Double, Triple, Quadruple

 

Double-checking facts found for a brick wall ancestor? Maybe make that a triple-check. Or possibly a quadruple-check. Just in case someone gave a wrong report.

In the case of the Boothe men in Nansemond County, the fact that three of them were said to have been sons of Henry—no, whoops, make that Abram or Abraham—gave me cause for concern. Either it was one father or the other. Can't have both results for the same sons. So, given my predicament in trying to figure out where my brick wall second great-grandfather Alexander Boothe might have fit in, I decided to look for more confirmation.

Despite a genealogy book featured on Ancestry.com stating that Robert, Kinchen, Nathaniel, and Andrew were sons of Henry Boothe, I had already found one tiny detail reporting otherwise. That report was one single answer on the death record for Andrew Boothe, who died in Nansemond County in 1860. According to his brother, Andrew's parents were actually Abram and "Cherry" Booth.

So I went looking. I needed to double check that report. Could I find another Boothe sibling whose death record confirmed those same parental names?

Well, I found something, alright, but it added another tailspin to my journey. Found in the same death register for Nansemond County was the entry for a sister (see line number thirty two) who—at least according to the reporting party, her son Edwin Duke—also claimed Abram Boothe as her father (although naming her mother as Charlotte, not Charity or Cherry). Only problem was: the woman's given name contained a questionable first letter. What was her actual name? 
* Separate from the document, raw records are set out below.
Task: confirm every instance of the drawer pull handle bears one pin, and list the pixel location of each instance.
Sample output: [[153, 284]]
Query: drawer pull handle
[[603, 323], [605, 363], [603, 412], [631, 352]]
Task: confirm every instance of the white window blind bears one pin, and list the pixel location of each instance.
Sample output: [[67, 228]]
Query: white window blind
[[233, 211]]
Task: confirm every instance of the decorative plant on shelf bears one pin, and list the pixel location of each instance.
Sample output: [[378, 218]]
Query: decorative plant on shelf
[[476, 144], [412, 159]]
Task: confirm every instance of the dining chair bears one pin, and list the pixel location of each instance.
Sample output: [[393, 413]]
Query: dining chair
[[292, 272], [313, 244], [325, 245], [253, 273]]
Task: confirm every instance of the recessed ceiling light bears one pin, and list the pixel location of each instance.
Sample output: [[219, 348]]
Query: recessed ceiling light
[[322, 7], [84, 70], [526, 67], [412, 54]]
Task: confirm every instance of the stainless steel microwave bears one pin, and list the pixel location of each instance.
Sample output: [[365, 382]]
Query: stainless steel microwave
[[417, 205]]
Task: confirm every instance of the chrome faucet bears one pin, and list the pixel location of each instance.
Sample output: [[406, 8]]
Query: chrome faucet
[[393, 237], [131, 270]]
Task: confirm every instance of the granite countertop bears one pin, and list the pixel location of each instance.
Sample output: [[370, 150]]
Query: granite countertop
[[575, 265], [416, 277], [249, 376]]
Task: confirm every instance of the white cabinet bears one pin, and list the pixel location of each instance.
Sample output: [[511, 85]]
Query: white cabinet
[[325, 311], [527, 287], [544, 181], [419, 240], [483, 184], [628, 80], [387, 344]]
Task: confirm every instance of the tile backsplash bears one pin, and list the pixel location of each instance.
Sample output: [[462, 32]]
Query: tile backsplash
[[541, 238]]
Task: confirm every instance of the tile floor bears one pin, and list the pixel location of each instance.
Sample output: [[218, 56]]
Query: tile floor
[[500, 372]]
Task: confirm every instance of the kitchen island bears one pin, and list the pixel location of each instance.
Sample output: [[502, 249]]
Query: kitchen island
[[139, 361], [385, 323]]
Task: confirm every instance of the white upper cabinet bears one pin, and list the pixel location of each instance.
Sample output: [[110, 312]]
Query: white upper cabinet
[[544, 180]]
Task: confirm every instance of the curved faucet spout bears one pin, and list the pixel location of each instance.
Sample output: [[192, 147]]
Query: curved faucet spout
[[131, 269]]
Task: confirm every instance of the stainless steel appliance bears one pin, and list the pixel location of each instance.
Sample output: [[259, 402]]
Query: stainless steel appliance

Since her son Edwin Duke was identified as the reporting party, and the death occurred in 1853, it was a simple matter of finding the family in the 1850 census. There, the woman's name was given, in a clear hand, as sixty five year old Pennina Duke, assumed wife of Jacob. Checking further, a similar name was mentioned in a collection of North American family history books assembled at Ancestry.com—but also accessible through Internet Archive under the specific 1909 title, A Genealogy of the Duke-Shepherd-Van Metre Family. That time, her name was rendered as Penniniah Booth—and thankfully, her fifth child was indeed named Edwin. (Her first-born, incidentally, was given the name Abraham, if that Genealogy was correct.)

No matter whether that woman's name was Penniniah or Pennina, that's a far cry from the report claiming Henry Boothe named his daughter Lottie. Perhaps, indeed, he did—but he apparently was not the father of this Booth woman, nor her brothers Nathaniel, Robert, and Andrew. Granted, some grandchildren may not have been as familiar with their grandparents' names as we might like, but I have a nagging suspicion that Henry Boothe was not the man we thought he was.

Having examined documents for each of the supposed sons of Henry—now, presumably, actually Abram—we'll take a final look at what we've found in this exploration, come the last day of this month. In the meantime, we have another puzzle to unravel from its family-myth moorings: the claim that my second great-grandfather's dad was actually a man named Daniel Boothe. Time to begin quadruple-checking all over again.